Made the
New York Times, if you can believe it (enter with password found at
http://www.bugmenot.com/view/www.nytimes.com if you don't want to register).
Nonetheless, D&D Online is meant in almost every way to mimic the classic pen-and-paper dungeon crawl. In both the online and traditional game, each player creates an avatar, with its own special abilities based on its race and profession, such as a dwarf warrior or an elf cleric. The players then form an adventuring band and strike off into a game world that is usually filled with innumerable monsters ripe for defeat and plunder.
While pen-and-paper role playing usually involves thick rule books and sacks of special dice, in D&D Online the computer handles the number-crunching and rules adjudication while the players can see a computerized representation of their actions rather than having to (or being enabled to) imagine them.
While players in most online games communicate by typing, Turbine has tried to enhance the in-person feel of D&D Online by building voice-chat software into the game so players can speak with one another using a microphone plugged into their computer.
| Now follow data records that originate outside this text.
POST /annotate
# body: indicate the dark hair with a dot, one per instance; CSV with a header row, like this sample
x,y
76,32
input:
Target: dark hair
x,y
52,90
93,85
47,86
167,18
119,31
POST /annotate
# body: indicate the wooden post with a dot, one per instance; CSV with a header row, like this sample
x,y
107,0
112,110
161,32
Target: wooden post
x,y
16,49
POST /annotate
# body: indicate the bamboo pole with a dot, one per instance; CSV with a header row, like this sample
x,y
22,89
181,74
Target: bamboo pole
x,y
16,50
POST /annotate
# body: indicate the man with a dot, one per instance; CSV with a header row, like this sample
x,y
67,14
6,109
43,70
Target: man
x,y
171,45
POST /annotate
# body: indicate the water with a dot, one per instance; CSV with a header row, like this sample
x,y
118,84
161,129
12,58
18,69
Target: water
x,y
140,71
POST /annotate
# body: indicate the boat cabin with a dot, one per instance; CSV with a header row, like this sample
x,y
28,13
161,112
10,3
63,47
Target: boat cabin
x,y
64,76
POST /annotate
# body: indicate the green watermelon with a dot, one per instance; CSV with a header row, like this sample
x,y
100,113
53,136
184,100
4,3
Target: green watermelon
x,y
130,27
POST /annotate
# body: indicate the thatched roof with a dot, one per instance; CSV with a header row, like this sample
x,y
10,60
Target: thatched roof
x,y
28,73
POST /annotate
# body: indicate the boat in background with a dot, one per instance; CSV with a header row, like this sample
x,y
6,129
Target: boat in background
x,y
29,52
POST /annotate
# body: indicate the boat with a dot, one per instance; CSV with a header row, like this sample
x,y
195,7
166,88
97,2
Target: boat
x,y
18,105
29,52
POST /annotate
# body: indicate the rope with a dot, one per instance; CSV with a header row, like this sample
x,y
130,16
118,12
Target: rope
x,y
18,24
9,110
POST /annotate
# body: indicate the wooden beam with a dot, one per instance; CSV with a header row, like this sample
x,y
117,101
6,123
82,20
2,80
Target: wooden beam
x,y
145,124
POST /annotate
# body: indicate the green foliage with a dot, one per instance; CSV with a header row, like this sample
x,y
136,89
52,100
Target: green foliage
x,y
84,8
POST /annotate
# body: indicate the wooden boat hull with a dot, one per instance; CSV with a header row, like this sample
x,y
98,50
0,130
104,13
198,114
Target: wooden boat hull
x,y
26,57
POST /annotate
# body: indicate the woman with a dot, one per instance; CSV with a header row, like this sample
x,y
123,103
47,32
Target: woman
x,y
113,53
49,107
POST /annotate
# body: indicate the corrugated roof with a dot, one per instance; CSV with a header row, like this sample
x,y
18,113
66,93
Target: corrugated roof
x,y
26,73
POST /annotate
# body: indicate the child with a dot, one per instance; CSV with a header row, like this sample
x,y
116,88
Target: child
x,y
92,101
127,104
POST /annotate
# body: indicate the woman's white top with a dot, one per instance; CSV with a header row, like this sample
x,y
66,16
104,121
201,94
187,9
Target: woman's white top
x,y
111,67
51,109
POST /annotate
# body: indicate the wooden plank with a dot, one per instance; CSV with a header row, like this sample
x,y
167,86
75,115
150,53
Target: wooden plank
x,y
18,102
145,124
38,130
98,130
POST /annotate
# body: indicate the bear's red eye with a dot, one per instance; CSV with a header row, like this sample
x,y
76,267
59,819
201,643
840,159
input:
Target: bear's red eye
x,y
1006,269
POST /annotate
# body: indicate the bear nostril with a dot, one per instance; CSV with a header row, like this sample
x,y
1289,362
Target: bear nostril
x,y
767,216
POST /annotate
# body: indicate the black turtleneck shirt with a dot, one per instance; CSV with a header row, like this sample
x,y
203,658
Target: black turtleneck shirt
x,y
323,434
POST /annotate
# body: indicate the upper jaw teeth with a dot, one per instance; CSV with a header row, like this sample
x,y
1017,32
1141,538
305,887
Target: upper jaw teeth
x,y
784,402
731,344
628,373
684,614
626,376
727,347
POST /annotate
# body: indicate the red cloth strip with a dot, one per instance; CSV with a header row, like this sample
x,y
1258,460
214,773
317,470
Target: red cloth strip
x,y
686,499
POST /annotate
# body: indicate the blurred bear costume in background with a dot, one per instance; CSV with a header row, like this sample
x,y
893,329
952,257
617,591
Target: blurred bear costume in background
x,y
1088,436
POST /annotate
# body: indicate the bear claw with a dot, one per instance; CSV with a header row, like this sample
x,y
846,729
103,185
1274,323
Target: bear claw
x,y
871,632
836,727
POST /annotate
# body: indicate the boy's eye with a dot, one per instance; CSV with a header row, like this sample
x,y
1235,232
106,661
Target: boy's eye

And while most video games try to adopt a cinematic mode of storytelling, D&D Online plainly reminds users that they are playing a computer approximation of a pen-and-paper game. During combat, an icon of a spinning 20-sided die appears in a corner of the screen, just as modern slot machines still show spinning reels even though a microchip has already decided if you've won the jackpot.
Experienced video gamers will scoff at such window dressing, but those little touches are meant to provide a comfort level for pen-and-paper traditionalists. In addition, the game's makers hope to recapture men who may have played D&D in their youth but then given it up amid the mundane responsibilities of adulthood. (Women are a clear minority in almost all serious gaming circles.)
I'm a bit skeptical, because as a veteran geek, half the fun was sitting around the table with your buddies enjoying the byplay and eyerolling: "Time for Kevin to get us all killed again, thanks to insisting on stopping the horde of orcs with his Wand of Magic Missiles. The clerics at Resurrection n' Go are going to be soooooo pissed."